Can anyone tell me why my backup keeps failing?

nathansmart · 16 April 2021 00:53

Can someone tell me what’s going on with my backup? Here is the log:

Running backup command from /Users/__________/.duplicacy-web/repositories/localhost/7 to back up /Volumes/SmartDrive 8TB 3
Options: [-log backup -storage smartdrives -stats]
2021-04-15 12:26:11.021 INFO REPOSITORY_SET Repository set to /Volumes/SmartDrive 8TB 3
2021-04-15 12:26:11.021 INFO STORAGE_SET Storage set to gcd://Duplicacy Backups
2021-04-15 12:26:13.660 INFO BACKUP_START No previous backup found
2021-04-15 12:26:13.660 INFO BACKUP_INDEXING Indexing /Volumes/SmartDrive 8TB 3
2021-04-15 12:26:13.660 INFO SNAPSHOT_FILTER Parsing filter file /Users/nathanscherer/.duplicacy-web/repositories/localhost/7/.duplicacy/filters
2021-04-15 12:26:13.660 INFO SNAPSHOT_FILTER Loaded 0 include/exclude pattern(s)
2021-04-15 12:26:13.663 WARN LIST_FAILURE Failed to list subdirectory: open /Volumes/SmartDrive 8TB 3/.Trashes: permission denied
2021-04-15 12:26:15.602 INFO INCOMPLETE_LOAD Incomplete snapshot loaded from /Users/nathanscherer/.duplicacy-web/repositories/localhost/7/.duplicacy/incomplete
2021-04-15 12:26:15.602 INFO BACKUP_LIST Listing all chunks
2021-04-15 20:06:46.524 ERROR LIST_FILES Failed to list the directory chunks/: read tcp [2603:9001:340d:f291:7977:59b2:7968:efd9]:50487->[2607:f8b0:4002:c10::5f]:443: read: connection reset by peer
Failed to list the directory chunks/: read tcp [2603:9001:340d:f291:7977:59b2:7968:efd9]:50487->[2607:f8b0:4002:c10::5f]:443: read: connection reset by peer

If there is any other information needed - let me know.
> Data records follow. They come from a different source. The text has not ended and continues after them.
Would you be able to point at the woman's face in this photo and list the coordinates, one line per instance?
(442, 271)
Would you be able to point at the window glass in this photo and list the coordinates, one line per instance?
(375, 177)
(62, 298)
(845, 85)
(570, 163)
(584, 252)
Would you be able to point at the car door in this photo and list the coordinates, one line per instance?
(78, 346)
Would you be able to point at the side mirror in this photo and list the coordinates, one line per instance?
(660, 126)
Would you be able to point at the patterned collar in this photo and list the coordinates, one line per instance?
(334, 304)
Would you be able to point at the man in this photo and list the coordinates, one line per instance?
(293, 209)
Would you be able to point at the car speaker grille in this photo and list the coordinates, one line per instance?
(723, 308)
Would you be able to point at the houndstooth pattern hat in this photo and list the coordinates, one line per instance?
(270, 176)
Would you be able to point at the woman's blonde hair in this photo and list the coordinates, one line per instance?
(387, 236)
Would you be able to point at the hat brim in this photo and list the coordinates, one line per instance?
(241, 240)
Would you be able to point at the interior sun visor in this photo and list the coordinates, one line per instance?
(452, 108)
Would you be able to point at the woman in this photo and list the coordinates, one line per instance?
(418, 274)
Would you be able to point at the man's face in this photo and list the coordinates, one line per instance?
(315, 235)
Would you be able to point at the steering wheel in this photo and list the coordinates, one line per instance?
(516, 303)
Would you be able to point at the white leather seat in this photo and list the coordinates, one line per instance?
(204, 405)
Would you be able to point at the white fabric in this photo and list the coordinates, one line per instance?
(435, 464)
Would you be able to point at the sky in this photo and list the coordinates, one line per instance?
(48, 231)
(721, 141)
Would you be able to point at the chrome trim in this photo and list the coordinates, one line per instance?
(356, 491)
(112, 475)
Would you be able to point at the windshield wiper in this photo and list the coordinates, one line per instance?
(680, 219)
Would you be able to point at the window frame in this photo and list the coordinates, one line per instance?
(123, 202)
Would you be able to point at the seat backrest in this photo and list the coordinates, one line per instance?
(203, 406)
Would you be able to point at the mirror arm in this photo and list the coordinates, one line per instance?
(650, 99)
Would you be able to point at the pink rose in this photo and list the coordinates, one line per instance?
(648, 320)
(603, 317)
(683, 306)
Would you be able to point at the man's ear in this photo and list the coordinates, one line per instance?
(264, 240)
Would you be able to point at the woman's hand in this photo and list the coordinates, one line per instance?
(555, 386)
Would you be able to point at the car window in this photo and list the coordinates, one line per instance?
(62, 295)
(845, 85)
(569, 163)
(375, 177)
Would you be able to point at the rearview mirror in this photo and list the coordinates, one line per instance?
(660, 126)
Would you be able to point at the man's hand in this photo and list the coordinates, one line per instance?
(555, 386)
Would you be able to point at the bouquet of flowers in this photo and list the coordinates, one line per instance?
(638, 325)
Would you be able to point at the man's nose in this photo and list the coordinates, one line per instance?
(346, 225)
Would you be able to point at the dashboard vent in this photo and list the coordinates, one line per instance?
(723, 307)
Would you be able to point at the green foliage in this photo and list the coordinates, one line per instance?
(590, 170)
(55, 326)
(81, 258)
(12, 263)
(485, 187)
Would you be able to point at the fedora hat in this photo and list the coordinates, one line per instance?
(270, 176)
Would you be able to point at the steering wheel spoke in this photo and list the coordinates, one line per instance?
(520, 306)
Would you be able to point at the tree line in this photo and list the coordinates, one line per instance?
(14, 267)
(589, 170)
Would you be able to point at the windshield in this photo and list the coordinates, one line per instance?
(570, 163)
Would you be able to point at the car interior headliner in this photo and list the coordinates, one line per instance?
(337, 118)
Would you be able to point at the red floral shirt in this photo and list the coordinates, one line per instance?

This keeps happening every time I start a backup. I have other hard drives that work, but I have three that fail every time. Oh, and this is backing up to Google Drive.

gchen · 16 April 2021 20:41

The log showed that it took 8 hours to list the chunks directory. Adding -threads 8 as an option to the job should help. If not, add -d as a global option to enable debug-level logging which should provide more information.

nathansmart · 16 April 2021 21:01

So I’m pretty new to all this. Are these correct settings?
Screen Shot 2021-04-16 at 4.59.53 PM

What does “-threads 8” mean? Or, rather, what is happening that it is taking 8 hours to list those chunks but it’s not doing that with other hard drives? And why would adding more threads help that? Is it just that it will list them faster? Why would it matter how long it takes to list the chunks? Shouldn’t it just keep listing them until it’s done regardless of the time?

I honestly don’t even know what “listing chunks” means so forgive my ignorant questions.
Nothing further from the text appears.